La Dott. Ruth Webster ha dichiarato che si tratta di un grande progresso, poiché la tripla pillola non è solo più efficace rispetto alle cure standard, ma è anche sicura: “Si stima che oltre un miliardo di persone nel mondo soffra di ipertensione, con la grande maggioranza che controlla poco la pressione alta. I nostri risultati potrebbero aiutare milioni di persone nel mondo a ridurre la loro ipertensione e il rischio di infarti o ictus”.

La sperimentazione è stata condotta nello Sri Lanka su 700 pazienti con un’età media di 56 anni e pressione sanguigna di 154/90 mmHg. I pazienti sono stati assegnati in modo casuale a ricevere la pastiglia combinata o la cura tradizionale. La “tripla pillola” era costituita dai farmaci per la pressione telmisartan (20 mg), amlodipina (2,5 mg) e chlorthalidone (12,5 mg).
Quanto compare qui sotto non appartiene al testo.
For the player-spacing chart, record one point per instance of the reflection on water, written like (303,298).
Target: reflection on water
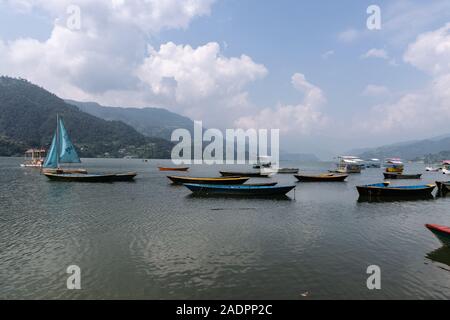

Rispetto ai pazienti che ricevevano la cura tradizionale, la maggior parte dei pazienti che ricevevano la “tripla pillola” raggiungevano i loro obiettivi di pressione sanguigna di 140/90 o meno.
Il George Institute sta cercando le strategie per massimizzare l’accettazione dei risultati dello studio. Questo include esaminare l’accettabilità dell’approccio della “tripla pillola” per pazienti e dottori e il rapporto costo-efficacia, che sarà molto importante per i governi e altri contribuenti.